En Iran, Haaretz a récemment révélé que les Israéliens étaient à l’origine d’une opération sur les réseaux sociaux qui a employé des locuteurs farsi pour gérer des milliers de faux comptes, se faisant passer pour des partisans iraniens du retour au pouvoir de l’ancienne monarchie déchue. Cette campagne a débuté en 2022, au moment même où des troubles civils éclataient en Iran.
Pendant ce temps, BBC Persian, Voice of America Persian et Iran International sont toutes des machines bien financées qui diffusent de la désinformation dans le but d’attiser l’opposition au gouvernement de Téhéran. Les États-Unis, Israël, le Royaume-Uni et les pays de l’UE disposent tous de services de renseignement partout en Iran, prêts à agir, comme nous l’avons vu lors de la guerre de 12 jours en juin dernier.
L’objectif ultime, sur tous les fronts, est de délégitimer tous ceux qui osent remettre en question le projet sioniste. Récemment, par exemple, Al-Hadath et Al-Arabiya, deux médias financés par l’État saoudien, ont affirmé que le Hamas avait accepté de désarmer, ce qui a provoqué une série de réactions négatives en ligne parmi les partisans de la Résistance palestinienne. Pourtant, la prétendue « source du Hamas » citée n’existait manifestement pas, et l’information s’est avérée fausse.
Que ce soit par le biais des influenceurs religieux sectaires, des chaînes de télévision et des réseaux sociaux qui diffusent une propagande divisionniste 24 heures sur 24, ou par le biais d’acteurs politiques achetés et rémunérés, la guerre psychologique contre la résistance régionale est incessante. Tout cela vise à faire plier les bases de la Résistance sous la pression et à les attaquer.

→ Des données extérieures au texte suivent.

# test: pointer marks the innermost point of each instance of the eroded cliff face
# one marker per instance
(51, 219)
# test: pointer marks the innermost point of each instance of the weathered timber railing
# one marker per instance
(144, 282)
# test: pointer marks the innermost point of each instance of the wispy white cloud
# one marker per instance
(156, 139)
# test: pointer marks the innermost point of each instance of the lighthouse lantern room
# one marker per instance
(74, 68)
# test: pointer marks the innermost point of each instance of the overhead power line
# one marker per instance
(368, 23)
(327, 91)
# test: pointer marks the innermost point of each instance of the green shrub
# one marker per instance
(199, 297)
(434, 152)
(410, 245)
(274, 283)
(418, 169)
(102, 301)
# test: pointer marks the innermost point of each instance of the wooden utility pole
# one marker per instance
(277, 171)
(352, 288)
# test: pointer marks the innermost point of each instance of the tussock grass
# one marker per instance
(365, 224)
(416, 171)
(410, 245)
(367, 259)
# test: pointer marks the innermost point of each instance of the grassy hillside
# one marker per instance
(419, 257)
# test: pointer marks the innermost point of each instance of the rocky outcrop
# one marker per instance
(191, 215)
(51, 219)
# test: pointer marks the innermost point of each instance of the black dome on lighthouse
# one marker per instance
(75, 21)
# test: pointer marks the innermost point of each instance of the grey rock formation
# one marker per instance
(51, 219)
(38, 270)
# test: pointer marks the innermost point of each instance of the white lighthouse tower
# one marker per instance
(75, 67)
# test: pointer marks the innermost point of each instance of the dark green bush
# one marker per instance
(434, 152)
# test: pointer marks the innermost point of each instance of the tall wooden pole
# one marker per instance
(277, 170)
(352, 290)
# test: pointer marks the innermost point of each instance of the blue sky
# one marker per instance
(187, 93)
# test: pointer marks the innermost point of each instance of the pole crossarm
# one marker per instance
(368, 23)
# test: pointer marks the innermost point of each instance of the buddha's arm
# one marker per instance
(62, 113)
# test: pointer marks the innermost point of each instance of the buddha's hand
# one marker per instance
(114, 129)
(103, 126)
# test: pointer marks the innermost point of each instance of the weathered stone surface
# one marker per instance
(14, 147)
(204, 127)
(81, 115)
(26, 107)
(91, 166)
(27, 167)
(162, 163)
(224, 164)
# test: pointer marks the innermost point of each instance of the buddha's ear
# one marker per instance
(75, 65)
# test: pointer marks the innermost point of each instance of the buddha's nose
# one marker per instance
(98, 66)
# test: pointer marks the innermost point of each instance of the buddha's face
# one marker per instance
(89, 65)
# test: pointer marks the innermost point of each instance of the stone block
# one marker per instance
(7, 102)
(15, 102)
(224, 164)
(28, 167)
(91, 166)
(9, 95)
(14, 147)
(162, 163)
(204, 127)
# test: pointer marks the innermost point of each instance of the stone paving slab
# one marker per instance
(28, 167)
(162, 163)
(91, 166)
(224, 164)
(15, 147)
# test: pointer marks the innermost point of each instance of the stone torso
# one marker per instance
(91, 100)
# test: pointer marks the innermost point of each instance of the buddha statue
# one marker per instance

L’objectif est de convaincre suffisamment de personnes soumises au lavage de cerveau de mener des actions au nom de l’alliance israélo-américaine, en leur faisant croire que le dépôt des armes et l’acceptation de la défaite par la Résistance apporteront la prospérité. Chaque fois qu’une population, ou du moins une partie considérable de celle-ci, se soumet, elle obtient le contraire de la « stabilité », de la « relance économique » et de la « pause » qu’elle recherchait. Au lieu de cela, elle se retrouve esclave du programme sioniste.